One of around 50 workers at the plant that day, [a different worker] deboned ham in the basement freezer and filled in on several other jobs to make up for the reduced staff. Though most of the plant had shut down, his department was near the end of the processing line, just before the meat was packed and loaded. Operations would continue until all the meat in stock had made its way through the system and into the trucks.

This cheap-labor strategy seems to allow Smithfield to divert a greater share of the workplace revenues to its shareholders than it does Danish Crown — not counting epidemics.

In Australia, the meatpacking companies spend more money on high-tech automation to remain competitive with low-wage meatpackers in nearby Asian countries:

Smithfield’s U.S.-region executives say they need to push through the disease — and are not touting automation as a fix.

The chief executive of Smithfield Foods said the U.S. could not allow coronavirus cases to derail meat industry operations, as plant shutdowns across the country cut into food production, the Wall Street Journal reported, adding:

Elected officials and the public must recognize meatpacking plants as infrastructure critical to national security, said Kenneth Sullivan, who heads the biggest U.S. pork producer. They must work with meat companies to strengthen safety practices and ensure plants continue to produce bacon, ground beef and chicken breasts, he said.

“We’re going to have positive Covid cases,” said Mr. Sullivan, referring to the disease caused by the coronavirus, Covid-19. “The question is what do you do in the face of that—do you stop the harvest, or continue, because it’s essential to life?

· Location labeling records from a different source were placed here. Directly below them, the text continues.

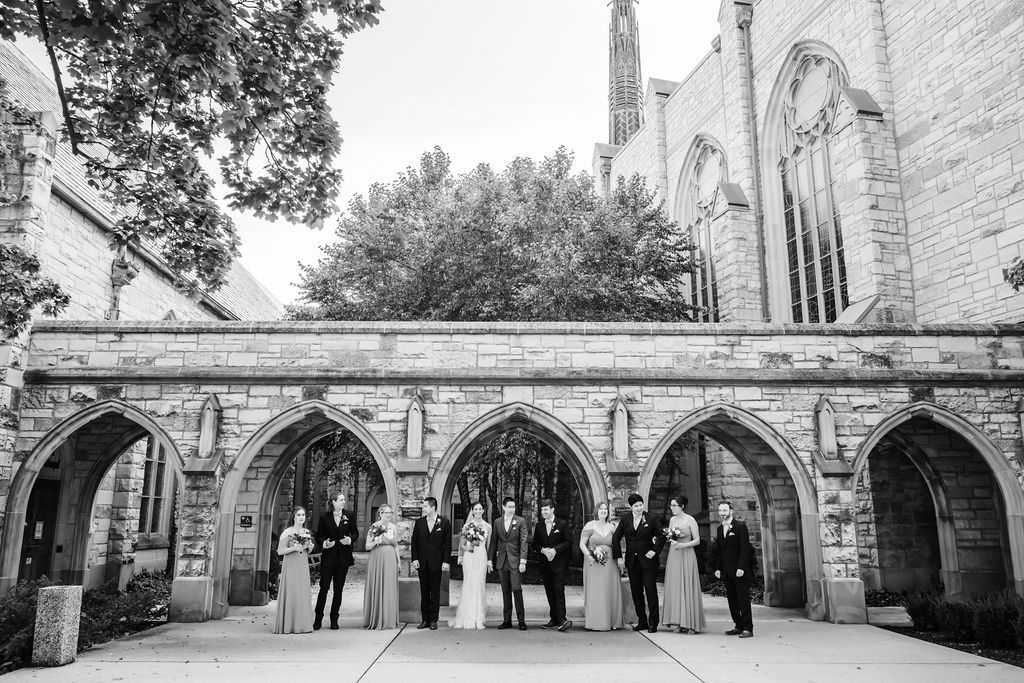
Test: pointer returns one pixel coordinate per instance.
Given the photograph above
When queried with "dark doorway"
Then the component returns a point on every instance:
(40, 524)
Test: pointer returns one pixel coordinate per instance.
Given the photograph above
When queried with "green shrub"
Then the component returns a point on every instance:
(957, 619)
(17, 624)
(923, 609)
(995, 620)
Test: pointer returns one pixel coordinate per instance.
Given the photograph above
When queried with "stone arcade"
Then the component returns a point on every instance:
(947, 395)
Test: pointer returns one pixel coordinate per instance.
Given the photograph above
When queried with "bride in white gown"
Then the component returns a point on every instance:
(472, 607)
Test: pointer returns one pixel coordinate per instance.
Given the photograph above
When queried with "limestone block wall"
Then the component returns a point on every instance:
(957, 109)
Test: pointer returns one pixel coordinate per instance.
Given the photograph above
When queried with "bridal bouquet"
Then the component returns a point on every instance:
(302, 538)
(377, 529)
(473, 532)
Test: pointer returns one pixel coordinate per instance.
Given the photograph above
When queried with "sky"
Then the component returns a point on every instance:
(486, 81)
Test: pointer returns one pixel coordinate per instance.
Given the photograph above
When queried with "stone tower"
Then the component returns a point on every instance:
(625, 94)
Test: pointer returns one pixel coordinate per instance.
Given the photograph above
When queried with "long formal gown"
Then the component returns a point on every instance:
(472, 609)
(380, 596)
(295, 607)
(602, 593)
(683, 603)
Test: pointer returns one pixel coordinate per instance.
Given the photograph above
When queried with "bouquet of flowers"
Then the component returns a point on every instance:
(377, 529)
(302, 538)
(473, 532)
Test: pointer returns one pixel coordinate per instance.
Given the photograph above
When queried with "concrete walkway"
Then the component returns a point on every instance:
(785, 647)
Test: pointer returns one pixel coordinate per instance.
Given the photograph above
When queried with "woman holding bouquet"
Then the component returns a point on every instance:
(683, 606)
(602, 592)
(380, 596)
(473, 539)
(295, 609)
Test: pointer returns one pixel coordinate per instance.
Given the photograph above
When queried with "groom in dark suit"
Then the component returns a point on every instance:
(644, 541)
(554, 539)
(731, 561)
(431, 546)
(336, 535)
(508, 554)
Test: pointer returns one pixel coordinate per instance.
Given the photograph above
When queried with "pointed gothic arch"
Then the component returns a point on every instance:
(1004, 474)
(320, 418)
(134, 425)
(792, 550)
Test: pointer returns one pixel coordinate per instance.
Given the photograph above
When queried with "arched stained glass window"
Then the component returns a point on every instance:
(813, 237)
(702, 195)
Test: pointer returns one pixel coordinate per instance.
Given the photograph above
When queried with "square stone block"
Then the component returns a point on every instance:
(192, 599)
(845, 601)
(57, 612)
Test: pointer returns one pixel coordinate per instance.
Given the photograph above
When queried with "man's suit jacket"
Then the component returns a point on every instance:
(560, 540)
(732, 552)
(432, 547)
(638, 542)
(338, 554)
(508, 546)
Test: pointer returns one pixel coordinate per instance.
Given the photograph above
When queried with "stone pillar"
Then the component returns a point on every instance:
(26, 180)
(57, 612)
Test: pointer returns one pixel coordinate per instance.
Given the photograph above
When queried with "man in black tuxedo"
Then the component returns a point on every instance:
(554, 538)
(731, 560)
(431, 554)
(336, 535)
(644, 540)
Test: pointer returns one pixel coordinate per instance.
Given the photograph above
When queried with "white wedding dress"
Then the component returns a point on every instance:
(472, 609)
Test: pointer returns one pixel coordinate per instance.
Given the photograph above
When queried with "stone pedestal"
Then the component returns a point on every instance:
(192, 599)
(57, 611)
(845, 601)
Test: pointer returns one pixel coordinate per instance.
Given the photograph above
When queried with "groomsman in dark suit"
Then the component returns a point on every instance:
(507, 554)
(336, 535)
(644, 540)
(431, 555)
(554, 538)
(731, 560)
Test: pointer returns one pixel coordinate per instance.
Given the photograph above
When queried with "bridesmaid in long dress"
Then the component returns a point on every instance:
(602, 592)
(683, 606)
(295, 608)
(380, 596)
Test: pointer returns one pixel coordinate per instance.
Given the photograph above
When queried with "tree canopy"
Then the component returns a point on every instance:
(536, 242)
(150, 88)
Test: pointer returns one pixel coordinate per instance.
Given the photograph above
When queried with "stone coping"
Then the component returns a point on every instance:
(704, 376)
(568, 328)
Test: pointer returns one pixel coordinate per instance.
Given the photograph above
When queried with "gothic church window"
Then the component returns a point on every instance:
(702, 196)
(815, 265)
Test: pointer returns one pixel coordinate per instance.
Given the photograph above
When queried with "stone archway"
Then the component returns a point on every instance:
(791, 548)
(544, 426)
(1004, 477)
(302, 424)
(108, 428)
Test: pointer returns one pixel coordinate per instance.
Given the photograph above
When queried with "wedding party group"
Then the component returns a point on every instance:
(633, 546)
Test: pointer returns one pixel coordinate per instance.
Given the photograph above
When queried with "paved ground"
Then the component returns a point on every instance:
(785, 647)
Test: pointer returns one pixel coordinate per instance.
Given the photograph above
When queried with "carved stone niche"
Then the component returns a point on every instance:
(827, 456)
(207, 458)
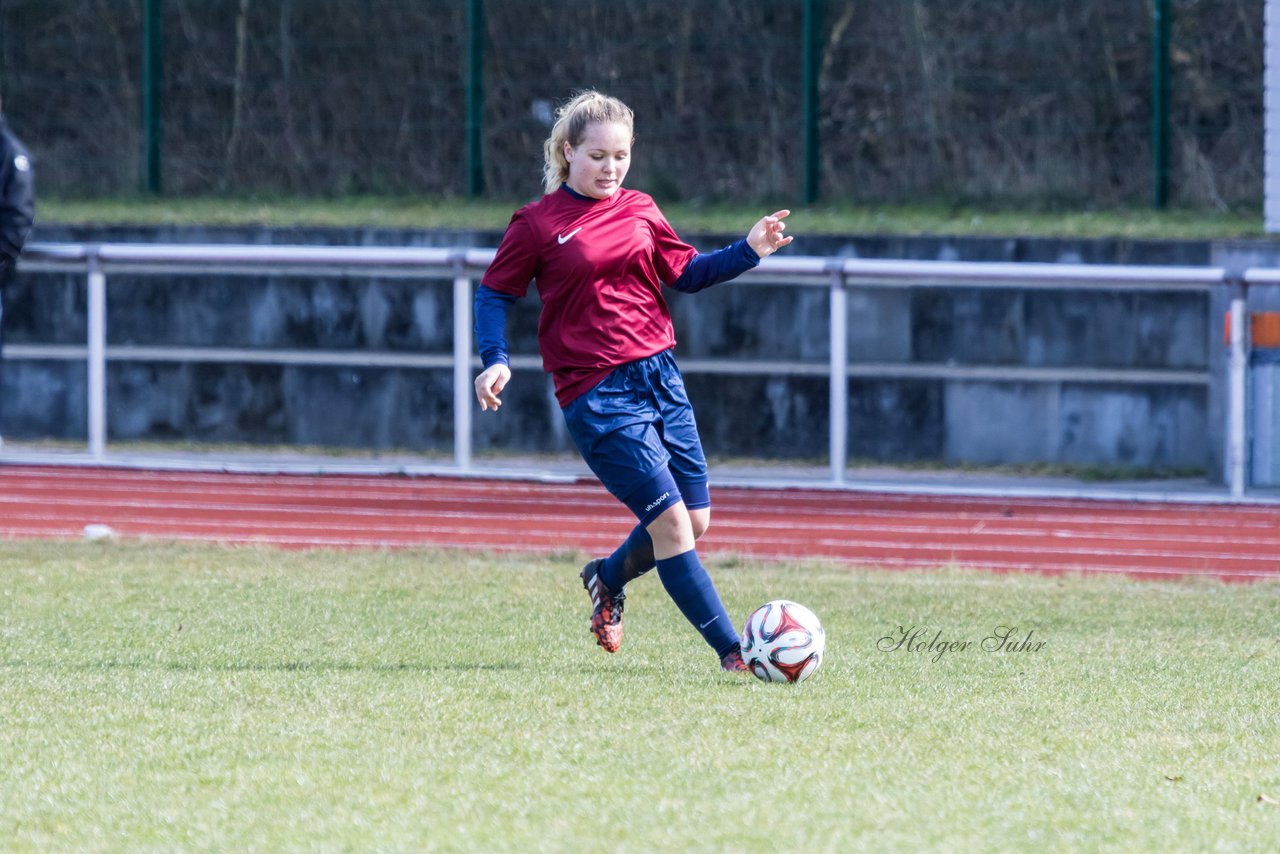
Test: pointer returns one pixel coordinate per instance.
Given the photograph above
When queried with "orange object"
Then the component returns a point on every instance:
(1264, 328)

There’s only one option there.”

There have been fewer dramatic shutdowns in the nation’s non-meat food processing centers that use more automation to process bulk food into standard boxes. “A high degree of automation has made packaged-food production less susceptible to virus-related interruptions,” the Wall Street Journal noted.

However, progressive groups — including the New York Times — are downplaying the role of technology and are just calling for better treatment of the migrant workforces, according to the Wall Street Journal:

Oxfam, the Southern Poverty Law Center, the United Food and Commercial Workers International Union and other groups that have advocated for protecting workers on Thursday sent a letter to meat processors calling for paid sick leave for plant employees, new gloves after every break, job protection for employees dealing with illness and other measures. When Covid-19 cases are identified, parts of the plant or the entire facility need to be shut down, the groups said.

In some cases, boosting employee safeguards could mean slowing down processing operations, said Minor Sinclair, director of U.S. programs for Oxfam, an international anti-poverty group.

“Production will be compromised by that,” said Mr. Sinclair. Meat could become scarcer and more expensive as a result, he said. “We have to accept that as a society.”